ジョージ・オーウェルといえばディストピア小説である『1984年』が有名だ。

一九八四年[新訳版] (ハヤカワepi文庫)

政治に対する風刺としてや批判をするときによく挙げられる。

近年では、アメリカのトランプ大統領の就任式に関する「オルタナティブ・ファクト(もう一つの事実)」という発言が、『1984年』に出てくる「二重思考」(相反する二つの考えをどちらも正しいと受け入れること)と同じではないかと話題となった。

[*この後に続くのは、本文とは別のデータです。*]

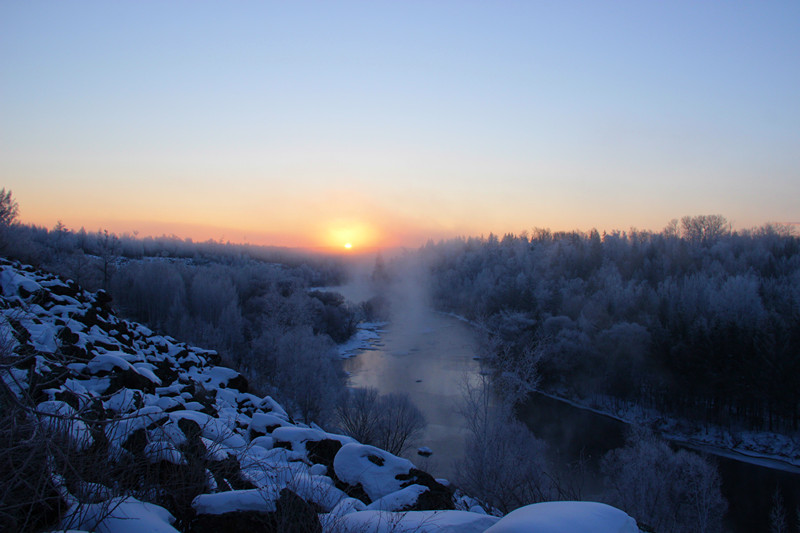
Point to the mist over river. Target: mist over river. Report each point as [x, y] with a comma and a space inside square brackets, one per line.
[429, 355]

史上最大の就任式は「オルタナ・ファクト」トランプ大統領の顧問がキッパリ。え、何それ? | ハフポスト

もう一つの事実 - Wikipedia

 

このように政治への批判としてよく取り上げられるジョージ・オーウェルの作品。

しかし、上記のハヤカワepi文庫版の訳者のページにも書いてあったが、この本は読んだふりをする人が多いらしい。

下記はイギリスでの調査結果。

英国人の大半、読んでいない本も「読んだふり」=調査 | ロイター

これによると、読んだと嘘をついたことがる本1位が『1984年』で、回答者の42%とある。

 

かくいう私も読んだふりをしていたひとりであった。

新聞やネットでニュース記事を見ているときに、「二重思考」や「ニュースピーク」といった単語が出てきても「『1984年』に出てくる言葉でしょ、その意味はこうでしょ」とネットで聞きかじったような知識で知ったかぶりをしていた。

 

ただ、いつまでも読んだふりではまずいなと思っていたし、個人的にも時間ができたので読んでみることにした。

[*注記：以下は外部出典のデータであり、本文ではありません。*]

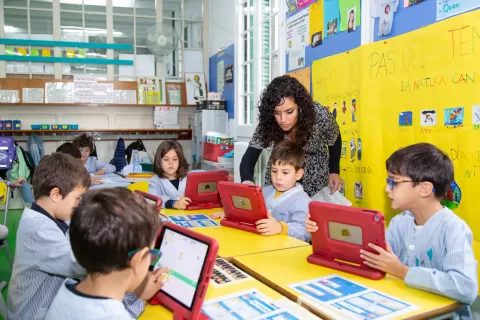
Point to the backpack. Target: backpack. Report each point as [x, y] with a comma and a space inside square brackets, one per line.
[7, 152]
[119, 156]
[137, 145]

1984年』には、その習作というか、書くために重要な役割を果たしたであろう作品がある。

それが、今回感想を書く『動物農場』である。

1984年』よりも短くてすぐ読めるので、とりあえずこちらから読んでみることにした。

ここまでが、『動物農場』を読もうと思った動機である。

 

ここからが、『動物農場』の感想。

この本は短いためか、日本語訳がいくつかある。

私が読んだのはトップに貼り付けているのと同じ、岩波文庫のものだ。

この本の訳者はオーウェルの研究をしていたらしく、文章中の随所に注が入れてあり、後ろで詳しく解説してくれている。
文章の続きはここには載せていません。